If we wish to protect the integrity of our democracy and institutions from foreign subversion, a more comprehensive understanding and response is required, writes Marcus Kolga.
By Marcus Kolga, December 17, 2018
As Canada’s foreign adversaries ramp up their information warfare ahead of the 2019 federal election, last week, the Senate approved Bill C-76, a legislative measure geared toward limiting the ability of foreign governments to interfere in our democratic processes.
Known as “The Elections Modernization Act”, C-76 regulates election and partisan advertising by banning funding by foreign governments and forcing third parties and platforms to register advertising activities.
However, the effectiveness of limiting third-party political advertising depends on advertisers honestly and transparently identifying themselves, who they are or who they represent.
It would be hard to imagine that the trolls who operate out of the Kremlin’s internet Research Agency, for instance, are using the Kremlin credit card and billing address when they pay their social media advertising. The same could be said for all other nefarious governments that engage in information warfare and influence campaigns. In the U.S., Russian agents who produced and promoted disinformation stole U.S. identities and purchased U.S. servers to conceal their Russian identities.

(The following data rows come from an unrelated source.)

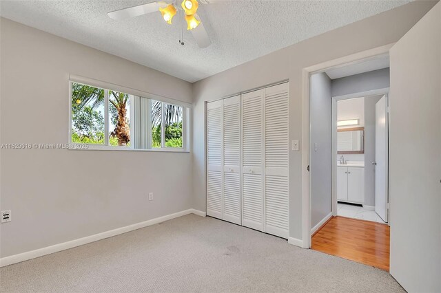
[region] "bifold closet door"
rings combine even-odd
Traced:
[[[223,101],[207,104],[207,215],[222,219]]]
[[[264,230],[263,93],[242,95],[242,225]]]
[[[241,224],[240,96],[223,100],[223,219]]]
[[[289,83],[265,89],[265,231],[289,236]]]
[[[240,224],[240,96],[207,104],[207,215]]]

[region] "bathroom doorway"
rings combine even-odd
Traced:
[[[387,96],[333,98],[338,216],[388,221]]]
[[[313,250],[388,270],[389,55],[310,76]]]

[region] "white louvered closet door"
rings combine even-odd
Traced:
[[[288,83],[265,89],[265,231],[289,236]]]
[[[242,95],[242,225],[263,231],[263,89]]]
[[[207,104],[207,215],[222,219],[223,101]]]
[[[240,96],[223,100],[223,215],[240,224]]]

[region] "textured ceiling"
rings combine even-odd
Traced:
[[[198,47],[181,21],[154,13],[125,21],[107,12],[144,0],[5,1],[3,17],[194,82],[314,36],[389,10],[409,0],[217,1],[198,14],[212,44]],[[178,21],[179,20],[179,21]]]

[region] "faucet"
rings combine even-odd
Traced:
[[[343,157],[342,155],[341,157],[340,157],[340,164],[342,165],[345,165],[346,164],[346,161],[345,160],[345,157]]]

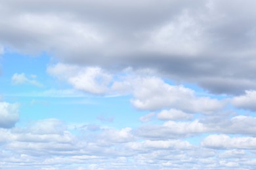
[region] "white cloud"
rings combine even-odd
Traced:
[[[19,120],[18,104],[0,102],[0,128],[10,128]]]
[[[179,140],[149,141],[133,142],[127,144],[132,150],[148,152],[152,150],[188,149],[192,147],[188,142]]]
[[[131,103],[140,109],[173,108],[207,114],[221,109],[224,104],[208,97],[196,97],[191,89],[171,86],[156,77],[138,78],[135,82],[135,99]]]
[[[169,139],[194,136],[211,130],[211,128],[196,120],[186,122],[167,121],[162,125],[142,126],[136,131],[136,133],[145,138]]]
[[[150,112],[145,116],[140,118],[140,120],[143,122],[150,122],[152,118],[156,115],[154,112]]]
[[[177,109],[163,110],[158,114],[158,118],[162,120],[190,120],[193,115]]]
[[[205,147],[217,149],[253,149],[256,138],[251,137],[230,137],[226,135],[211,135],[205,137],[201,144]]]
[[[63,63],[49,67],[47,72],[75,89],[95,94],[105,94],[112,78],[99,67],[79,67]]]
[[[33,76],[32,76],[34,78]],[[12,83],[14,85],[20,85],[22,84],[29,84],[37,87],[43,87],[43,85],[38,82],[35,80],[30,79],[28,78],[24,73],[18,74],[15,73],[12,76]]]
[[[232,103],[238,108],[256,111],[256,91],[245,90],[244,95],[234,97]]]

If we wish to protect the integrity of our democracy and institutions from foreign subversion, a more comprehensive understanding and response is required.

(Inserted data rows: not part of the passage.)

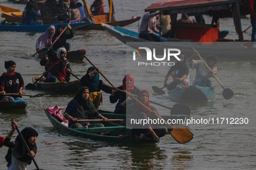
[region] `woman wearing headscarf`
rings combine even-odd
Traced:
[[[59,60],[53,50],[47,52],[48,60],[45,66],[45,71],[53,66],[49,72],[46,73],[46,82],[66,82],[66,69],[64,61]]]
[[[82,21],[82,17],[79,10],[77,8],[74,1],[70,2],[69,4],[69,20],[73,21],[77,19],[80,19],[80,22]]]
[[[27,165],[31,163],[32,157],[34,157],[36,154],[37,148],[36,141],[38,134],[31,127],[26,127],[20,132],[30,150],[30,152],[28,152],[19,135],[18,135],[15,142],[10,142],[18,124],[16,122],[12,120],[11,126],[12,130],[3,142],[3,145],[9,148],[5,157],[8,163],[8,170],[26,170]]]
[[[39,37],[36,43],[36,48],[37,53],[40,53],[43,48],[50,46],[55,33],[55,27],[54,25],[51,25],[45,32]]]
[[[58,37],[64,29],[64,26],[62,25],[59,25],[58,26],[57,31],[54,34],[54,35],[53,35],[53,37],[52,38],[53,41],[54,41],[56,39],[57,40],[53,46],[53,50],[55,51],[62,47],[64,47],[67,51],[70,51],[70,44],[69,43],[67,42],[67,40],[72,38],[74,37],[74,34],[72,31],[72,28],[70,25],[68,25],[68,27],[69,28],[70,34],[67,34],[64,31],[61,36],[59,38],[58,38]]]
[[[88,122],[78,121],[79,119],[88,119],[91,116],[102,119],[105,122],[108,121],[107,118],[96,110],[89,98],[89,93],[87,87],[81,87],[75,98],[68,104],[64,116],[68,120],[68,127],[71,128],[104,127],[101,123],[91,124]]]
[[[90,92],[100,91],[102,90],[107,93],[111,94],[112,89],[102,85],[104,83],[99,79],[99,72],[100,69],[98,68],[97,69],[98,70],[95,69],[93,66],[88,69],[85,75],[80,79],[81,86],[87,87]]]
[[[117,89],[116,89],[117,88],[115,88],[115,89],[112,89],[111,95],[109,97],[109,99],[111,103],[115,103],[118,101],[117,104],[116,105],[116,109],[114,111],[114,113],[119,114],[120,113],[117,112],[117,109],[120,105],[121,105],[122,107],[125,107],[126,105],[126,99],[127,97],[125,93],[118,91]],[[122,90],[125,90],[129,93],[136,95],[137,95],[139,91],[139,89],[134,86],[133,76],[130,74],[125,75],[123,79],[123,85],[118,87],[117,88]]]
[[[57,54],[57,58],[64,62],[66,69],[66,69],[66,81],[68,82],[70,80],[70,72],[72,72],[72,70],[70,68],[69,62],[66,58],[66,57],[67,57],[67,50],[65,48],[62,47],[58,49],[56,53]]]
[[[129,97],[127,100],[132,100],[133,99]],[[132,104],[126,106],[127,114],[133,115],[133,118],[138,120],[149,119],[157,120],[158,117],[156,116],[157,114],[156,108],[150,105],[149,102],[149,94],[146,90],[143,90],[139,92],[138,100],[151,110],[151,112],[145,109],[143,106],[137,103]],[[158,118],[159,119],[159,118]],[[145,122],[143,121],[143,122]],[[152,122],[154,122],[153,121]],[[167,133],[167,129],[161,126],[161,125],[146,123],[145,125],[138,124],[132,125],[133,126],[132,130],[132,135],[136,135],[141,138],[149,137],[156,140],[161,137],[164,136]],[[154,128],[154,127],[157,128]]]
[[[189,85],[189,67],[186,64],[186,57],[183,54],[178,56],[180,61],[171,67],[171,69],[166,74],[164,87],[167,87],[167,90],[172,90],[176,88],[188,87]],[[172,76],[173,80],[169,85],[167,80],[170,76]]]
[[[24,81],[20,74],[15,72],[16,63],[12,60],[5,61],[4,68],[6,71],[0,76],[0,99],[9,101],[23,100],[22,91],[24,88]],[[2,96],[6,93],[19,93],[20,96]]]

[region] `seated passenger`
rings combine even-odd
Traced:
[[[137,95],[139,91],[139,89],[134,86],[134,79],[133,76],[130,74],[125,75],[123,79],[123,85],[117,88],[116,89],[112,89],[111,95],[109,97],[109,100],[111,103],[115,103],[117,101],[118,102],[116,105],[116,109],[114,111],[115,114],[120,114],[117,113],[117,109],[121,105],[123,107],[125,107],[126,105],[126,99],[127,97],[125,93],[117,91],[117,88],[123,90],[125,90],[129,93]],[[130,103],[127,103],[127,105]]]
[[[54,66],[47,73],[46,82],[66,82],[64,62],[58,59],[56,52],[53,50],[49,50],[47,56],[49,60],[45,66],[45,71],[54,65]]]
[[[90,10],[94,14],[100,14],[104,13],[103,5],[104,2],[103,0],[95,0],[91,6]],[[93,9],[94,9],[93,10]]]
[[[4,68],[6,71],[0,76],[0,98],[9,101],[23,100],[22,91],[24,88],[24,82],[20,74],[15,72],[16,63],[11,60],[5,61]],[[6,93],[19,93],[20,96],[1,95]]]
[[[75,98],[68,103],[64,117],[68,120],[68,127],[71,128],[83,128],[104,127],[101,123],[91,124],[89,122],[78,122],[79,119],[88,119],[91,116],[103,119],[105,122],[108,119],[100,114],[89,99],[89,89],[81,87]]]

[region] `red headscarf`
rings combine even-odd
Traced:
[[[151,109],[151,106],[150,106],[150,102],[149,101],[149,92],[148,91],[147,91],[146,90],[142,90],[139,91],[139,94],[138,94],[138,99],[139,100],[139,99],[142,95],[143,92],[144,91],[146,91],[148,94],[148,96],[149,96],[149,100],[146,104],[143,104],[145,105],[147,107],[149,108],[149,109]],[[137,109],[139,113],[143,112],[146,114],[148,117],[150,118],[150,112],[148,111],[146,109],[144,108],[143,106],[141,106],[140,104],[138,105],[138,107],[137,108]]]
[[[132,79],[132,81],[133,82],[133,83],[132,84],[132,85],[129,87],[128,88],[126,88],[126,79],[127,77],[130,77]],[[130,74],[128,74],[125,75],[124,78],[123,79],[123,90],[125,90],[129,93],[131,92],[132,90],[133,89],[134,87],[134,79],[133,79],[133,76]]]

Fundamental to this understanding is the recognition that the creation and distribution of false news and disinformation are aimed directly at undermining the trust Canadians place in our political leaders, media, institutions and each other.
Disinformation needs active monitoring and tracking. A disinformation warning system should be developed to alert government officials, media and the public as attacks are detected.
When hostile foreign governments wish to mask their efforts to interfere with Canadian politics they often do so through proxy organizations. Funding for these groups is distributed to these proxies through networks of NGOs. Such organizations claim to be grassroots community or business associations promoting trade. The members of these groups amplify government narratives within their communities and beyond. They might also directly attempt to influence government leaders, by organizing protests, letter writing campaigns, opinion pieces.
In some cases, foreign governments have paid for Canadian political leaders to visit their countries in order to influence them. The Communist Party of China engaged in this practice as recently as this past spring. Canada must ban such trips outright and demand complete disclosure of activities by those who have participated in them.
It is our addiction to social media and the internet, that exposes us to the greatest risk of disinformation. Using armies of human trolls and a global network of proxies, stories are developed, planted and amplified by them on social media. Artificial intelligence is then used to manipulate search and social media algorithms to blast you, me, our families, friends and every Canadian, with disinformation to distort our opinions, regardless of our existing political views.
We can begin curbing the negative impact of disinformation spread on social media platforms by holding them accountable for the content that their proprietary artificial intelligence systems are programmed to recommend to us.
To be effective Canada’s information defence strategy must recognize that it is the erosion of our international alliances and the disintegration of our democracy that is the ultimate target of our foreign adversaries.
The efforts of our adversaries will be total, and election interference is just one method that the regimes in Moscow, Beijing and Tehran will use to achieve their goal.
Marcus Kolga is a specialist on Russian disinformation and foreign policy. He is a senior fellow at the Macdonald-Laurier Institute’s Centre for Advancing Canada’s Interests Abroad.